The Kenya-Somalia maritime dispute also came as a windfall in Villa Somalia’s Jubaland strategy. While the co-ordination of Amisom forces to create the requisite secure environment in Jubaland for the election to take place was expected on the ground, there were hair-raising moments in the Kenya and Ethiopia involvement in Jubaland.

In August 2019, Ethiopia openly supported Villa Somalia lock, stock and barrel. This created fear that Ethiopian forces in Amisom would arrest Madobe the way they arrested Mukhtar Robow, a presidential candidate in South West State, and flew him to Mogadishu on December 13, 2018.



TENSIONS

In response, Jubaland blockaded Mogadishu officials from travelling to Kismayo. Seemingly at the behest of Mogadishu, Ethiopia dispatched high-ranking military and intelligence officers to Madobe, calling on him to delay the election; reopen registration for presidential candidates and lift ministerial blockade of senior FGS officials from visiting Kismayo.

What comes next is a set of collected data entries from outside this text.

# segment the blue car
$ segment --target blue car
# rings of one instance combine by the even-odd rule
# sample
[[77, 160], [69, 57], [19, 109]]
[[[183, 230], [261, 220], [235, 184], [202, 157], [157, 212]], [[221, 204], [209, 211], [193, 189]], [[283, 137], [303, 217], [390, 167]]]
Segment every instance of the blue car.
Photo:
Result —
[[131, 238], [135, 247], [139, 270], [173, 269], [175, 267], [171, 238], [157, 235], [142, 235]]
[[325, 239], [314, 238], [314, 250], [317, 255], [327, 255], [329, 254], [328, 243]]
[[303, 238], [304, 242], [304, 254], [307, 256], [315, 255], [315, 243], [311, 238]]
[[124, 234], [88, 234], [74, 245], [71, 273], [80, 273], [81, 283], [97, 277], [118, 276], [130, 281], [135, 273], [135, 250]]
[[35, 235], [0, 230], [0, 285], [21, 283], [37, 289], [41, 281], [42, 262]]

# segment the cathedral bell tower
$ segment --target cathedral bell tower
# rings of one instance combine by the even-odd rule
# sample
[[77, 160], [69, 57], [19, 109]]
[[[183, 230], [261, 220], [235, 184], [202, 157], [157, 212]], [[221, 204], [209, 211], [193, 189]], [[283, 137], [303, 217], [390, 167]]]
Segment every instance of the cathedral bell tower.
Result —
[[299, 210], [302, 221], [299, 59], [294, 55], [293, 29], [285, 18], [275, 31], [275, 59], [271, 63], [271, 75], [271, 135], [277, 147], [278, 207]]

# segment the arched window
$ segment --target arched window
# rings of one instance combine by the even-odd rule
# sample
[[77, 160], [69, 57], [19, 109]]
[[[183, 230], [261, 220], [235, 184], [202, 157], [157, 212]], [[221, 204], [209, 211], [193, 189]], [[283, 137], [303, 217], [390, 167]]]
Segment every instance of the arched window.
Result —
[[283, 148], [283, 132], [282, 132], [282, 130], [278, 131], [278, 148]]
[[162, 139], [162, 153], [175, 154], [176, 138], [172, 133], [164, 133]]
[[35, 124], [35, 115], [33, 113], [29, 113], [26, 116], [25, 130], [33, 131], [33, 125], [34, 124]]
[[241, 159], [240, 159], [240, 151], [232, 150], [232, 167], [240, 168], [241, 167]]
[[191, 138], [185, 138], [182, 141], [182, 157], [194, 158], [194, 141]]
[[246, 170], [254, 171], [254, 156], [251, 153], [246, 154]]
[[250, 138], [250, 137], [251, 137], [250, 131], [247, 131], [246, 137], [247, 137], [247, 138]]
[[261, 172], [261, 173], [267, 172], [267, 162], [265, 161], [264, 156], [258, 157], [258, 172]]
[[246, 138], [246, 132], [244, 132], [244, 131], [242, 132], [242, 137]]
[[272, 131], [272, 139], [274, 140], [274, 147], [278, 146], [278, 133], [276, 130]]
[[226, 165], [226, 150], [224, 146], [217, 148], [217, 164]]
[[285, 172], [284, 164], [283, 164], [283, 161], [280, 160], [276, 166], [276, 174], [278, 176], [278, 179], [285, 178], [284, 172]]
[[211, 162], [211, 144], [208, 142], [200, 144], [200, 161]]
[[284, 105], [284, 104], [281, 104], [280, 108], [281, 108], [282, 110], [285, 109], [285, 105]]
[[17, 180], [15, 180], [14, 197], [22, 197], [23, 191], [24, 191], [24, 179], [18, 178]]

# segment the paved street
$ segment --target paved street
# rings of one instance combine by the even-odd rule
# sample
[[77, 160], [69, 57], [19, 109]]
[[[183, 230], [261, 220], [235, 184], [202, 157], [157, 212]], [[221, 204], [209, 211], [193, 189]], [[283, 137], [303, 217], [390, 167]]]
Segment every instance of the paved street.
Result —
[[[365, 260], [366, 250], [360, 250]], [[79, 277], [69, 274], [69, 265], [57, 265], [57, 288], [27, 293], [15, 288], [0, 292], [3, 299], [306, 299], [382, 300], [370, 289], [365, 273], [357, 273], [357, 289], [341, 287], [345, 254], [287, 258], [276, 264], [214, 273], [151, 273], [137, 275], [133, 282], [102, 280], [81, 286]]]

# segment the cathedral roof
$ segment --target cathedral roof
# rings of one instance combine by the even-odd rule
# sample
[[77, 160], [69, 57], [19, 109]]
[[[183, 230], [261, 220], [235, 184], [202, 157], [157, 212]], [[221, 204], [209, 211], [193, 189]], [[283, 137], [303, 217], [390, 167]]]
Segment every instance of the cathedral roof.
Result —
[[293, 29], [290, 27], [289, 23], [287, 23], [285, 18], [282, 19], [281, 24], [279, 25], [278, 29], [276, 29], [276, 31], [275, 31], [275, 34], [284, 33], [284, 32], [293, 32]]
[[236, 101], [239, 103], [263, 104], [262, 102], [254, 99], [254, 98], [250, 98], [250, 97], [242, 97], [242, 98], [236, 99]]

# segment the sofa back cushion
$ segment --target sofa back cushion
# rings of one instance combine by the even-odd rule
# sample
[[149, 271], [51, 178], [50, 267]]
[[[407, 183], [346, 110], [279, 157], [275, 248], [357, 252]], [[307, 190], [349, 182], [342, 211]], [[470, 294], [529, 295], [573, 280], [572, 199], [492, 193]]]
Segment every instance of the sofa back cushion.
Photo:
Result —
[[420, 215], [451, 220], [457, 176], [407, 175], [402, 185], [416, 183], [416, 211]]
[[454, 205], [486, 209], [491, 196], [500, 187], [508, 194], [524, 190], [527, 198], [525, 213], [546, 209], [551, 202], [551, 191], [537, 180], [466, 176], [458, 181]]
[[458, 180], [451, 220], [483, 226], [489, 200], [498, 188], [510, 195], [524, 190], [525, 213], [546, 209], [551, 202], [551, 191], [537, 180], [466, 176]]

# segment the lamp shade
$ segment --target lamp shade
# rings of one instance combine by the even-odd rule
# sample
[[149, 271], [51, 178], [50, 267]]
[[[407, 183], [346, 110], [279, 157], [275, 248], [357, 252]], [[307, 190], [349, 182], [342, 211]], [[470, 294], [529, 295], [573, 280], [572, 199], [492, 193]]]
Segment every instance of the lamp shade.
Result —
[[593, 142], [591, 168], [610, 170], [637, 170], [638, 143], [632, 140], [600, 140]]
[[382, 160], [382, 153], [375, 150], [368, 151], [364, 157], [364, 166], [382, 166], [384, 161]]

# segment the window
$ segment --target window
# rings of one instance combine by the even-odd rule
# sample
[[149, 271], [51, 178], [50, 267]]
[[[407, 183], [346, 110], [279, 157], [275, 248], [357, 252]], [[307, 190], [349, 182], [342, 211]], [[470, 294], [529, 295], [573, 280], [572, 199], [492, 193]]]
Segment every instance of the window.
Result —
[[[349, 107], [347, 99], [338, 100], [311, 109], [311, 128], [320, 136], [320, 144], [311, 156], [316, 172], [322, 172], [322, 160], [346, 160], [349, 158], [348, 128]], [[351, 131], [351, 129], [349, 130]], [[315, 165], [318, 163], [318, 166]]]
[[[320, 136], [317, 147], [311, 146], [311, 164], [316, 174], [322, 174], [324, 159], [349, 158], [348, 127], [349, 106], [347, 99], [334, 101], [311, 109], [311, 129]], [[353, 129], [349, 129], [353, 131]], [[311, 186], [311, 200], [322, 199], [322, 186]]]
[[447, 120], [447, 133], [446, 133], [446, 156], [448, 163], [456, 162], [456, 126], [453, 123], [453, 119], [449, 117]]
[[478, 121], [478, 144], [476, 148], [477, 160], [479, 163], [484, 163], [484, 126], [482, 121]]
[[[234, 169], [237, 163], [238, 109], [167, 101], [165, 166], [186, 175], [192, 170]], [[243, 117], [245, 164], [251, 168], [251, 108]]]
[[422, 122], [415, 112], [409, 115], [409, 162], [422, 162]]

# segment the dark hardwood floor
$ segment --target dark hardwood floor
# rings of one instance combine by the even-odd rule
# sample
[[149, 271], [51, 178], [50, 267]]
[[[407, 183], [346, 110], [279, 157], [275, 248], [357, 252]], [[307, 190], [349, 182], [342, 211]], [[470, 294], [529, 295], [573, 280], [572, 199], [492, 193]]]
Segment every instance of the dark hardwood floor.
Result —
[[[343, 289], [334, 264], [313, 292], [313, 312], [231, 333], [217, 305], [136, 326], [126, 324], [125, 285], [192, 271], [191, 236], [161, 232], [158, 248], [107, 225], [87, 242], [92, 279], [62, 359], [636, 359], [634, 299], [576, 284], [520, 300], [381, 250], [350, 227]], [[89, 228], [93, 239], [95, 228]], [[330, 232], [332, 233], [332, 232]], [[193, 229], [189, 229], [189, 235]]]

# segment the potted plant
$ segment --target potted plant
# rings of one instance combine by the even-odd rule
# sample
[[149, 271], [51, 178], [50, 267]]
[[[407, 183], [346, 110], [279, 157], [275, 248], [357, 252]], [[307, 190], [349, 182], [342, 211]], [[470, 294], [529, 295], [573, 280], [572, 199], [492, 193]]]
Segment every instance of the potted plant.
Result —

Jubaland declined, dismissing this as a ploy to derail the whole electoral process and push for a caretaker administration under Mogadishu’s thumb. Further, according to the Addis Standard, an Ethiopian news magazine, on August 19, Jubaland denied an Ethiopian aircraft permission to land in Kismayo Airport, suspecting that it was carrying troops. Tensions also spiralled in Gedo region as Jubaland closed airspace, sea and land while anti-aircraft artillery was mounted to confront incoming hostile aircraft.
SUPPORT

In a Press release on August 23, Kenya’s Ministry of Foreign Affairs congratulated Madobe on his re-election, but called on him to “usher in a new era of reconciliation”. The international crowd in Mogadishu blew hot and cold, making demands and imposing them as conditions for the presidential elections to take place.

However, in a briefing with the UN Security Council on Somalia on August 21, Ambassador Jonathan Cohen, the Acting Permanent Representative U.S Mission to the United Nations, stressed that the elections would “reaffirm mutual respect between the central and state governments”, laudably urging all parties “to support peaceful election, and to avoid any interference in the electoral process.”

Jubaland’s election paves the way for national election in 2021.